Our break down of key AI technologies like AI assistants and AI agents to improve IT support productivity.

In this ever evolving digital landscape that the author wrote this article in, it can be hard to stay abreast of advancements in AI. Since the term 'Artificial intelligence' was coined in 1955, there have been a lot of changes but not as many in the last couple of years since the launch of ChatGPT.

With every company looking to incorporate AI in its own product offering and its employee productivity stack, it can be quite a challenge for CIOs to figure out what kind of AI offering they should integrate and for what use case. So, we at Atomicwork decided to put together a framework to help CIOs make sense of the AI landscape and the rules of thumb(s) they need to keep in mind.

The TL;DR -

AI chatbots vs. AI assistants vs. AI agents

Chatbots are rule-followers.

They run on scripts and decision trees with limited AI involved. Good for predictable FAQs and portal-based support, but they break the moment a user goes off-script, and you're constantly taking employees to the portal.

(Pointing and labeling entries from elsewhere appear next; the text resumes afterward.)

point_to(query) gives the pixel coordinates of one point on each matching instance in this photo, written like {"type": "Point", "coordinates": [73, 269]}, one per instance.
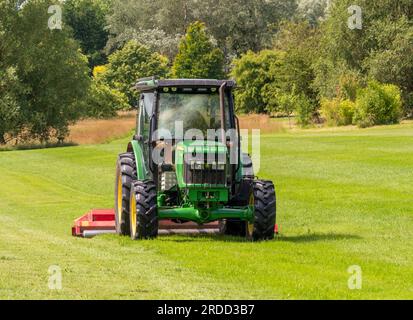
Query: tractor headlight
{"type": "Point", "coordinates": [218, 166]}
{"type": "Point", "coordinates": [197, 165]}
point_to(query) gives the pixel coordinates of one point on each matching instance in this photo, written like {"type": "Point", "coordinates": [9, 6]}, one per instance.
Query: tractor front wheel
{"type": "Point", "coordinates": [125, 175]}
{"type": "Point", "coordinates": [143, 210]}
{"type": "Point", "coordinates": [264, 200]}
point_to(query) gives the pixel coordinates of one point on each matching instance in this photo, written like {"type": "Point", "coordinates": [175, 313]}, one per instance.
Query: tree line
{"type": "Point", "coordinates": [299, 58]}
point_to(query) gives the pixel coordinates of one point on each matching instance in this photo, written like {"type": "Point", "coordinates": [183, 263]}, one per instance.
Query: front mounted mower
{"type": "Point", "coordinates": [184, 166]}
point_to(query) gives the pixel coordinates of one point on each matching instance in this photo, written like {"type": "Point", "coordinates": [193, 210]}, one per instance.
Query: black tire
{"type": "Point", "coordinates": [125, 175]}
{"type": "Point", "coordinates": [265, 211]}
{"type": "Point", "coordinates": [143, 210]}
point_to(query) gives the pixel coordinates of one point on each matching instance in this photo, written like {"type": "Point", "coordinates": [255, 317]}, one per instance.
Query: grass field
{"type": "Point", "coordinates": [345, 197]}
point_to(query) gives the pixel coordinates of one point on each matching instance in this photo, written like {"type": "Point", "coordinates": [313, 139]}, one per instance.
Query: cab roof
{"type": "Point", "coordinates": [151, 84]}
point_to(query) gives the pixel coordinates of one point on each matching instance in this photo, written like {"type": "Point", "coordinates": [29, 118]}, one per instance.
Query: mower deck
{"type": "Point", "coordinates": [102, 221]}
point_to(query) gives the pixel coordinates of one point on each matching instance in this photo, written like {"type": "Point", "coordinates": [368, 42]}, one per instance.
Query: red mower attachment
{"type": "Point", "coordinates": [102, 221]}
{"type": "Point", "coordinates": [95, 222]}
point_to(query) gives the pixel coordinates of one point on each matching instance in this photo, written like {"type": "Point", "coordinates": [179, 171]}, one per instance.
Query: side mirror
{"type": "Point", "coordinates": [138, 137]}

AI assistants understand natural language.

They can hold context across a conversation and connect to your systems (Slack, Teams, HRIS) so they can do things like answer "What's my leave policy?" instead of just "What's the leave policy?". The portal detour is definitely delayed here!

AI agents act autonomously.

You give them a goal and they plan, decide, and execute without checking in at every step. They can even work in crews with one agent that runs diagnostics, another that troubleshoots, and another that drafts replies. However, the more autonomy you give them, the more you need identity, access controls, and audit trails in place.

Chatbots vs AI assistants vs. AI agents - At a glance:

The distinction between all three comes down to two things: autonomy and the complexity of workflows they can handle.

Factors Chatbot AI Assistant AI Agent
Orientation Rule-based Prompt-driven Goal-oriented
Autonomy None — follows scripts Low — responds to prompts High — plans and executes
Lifespan Session-based Session-based Task-based or persistent
Best for FAQs, simple routing Knowledge search, multi-step queries Workflow execution, incident resolution, provisioning
Governed by Dialogue flows API config Workflow config / IT infrastructure
Example Rule-based portal bot Siri, Alexa Incident triage agent, password reset agent

What are chatbots?

The first chatbot, ELIZA, preceded ITIL by at least three decades but the impact of ELIZA on IT support exists till today.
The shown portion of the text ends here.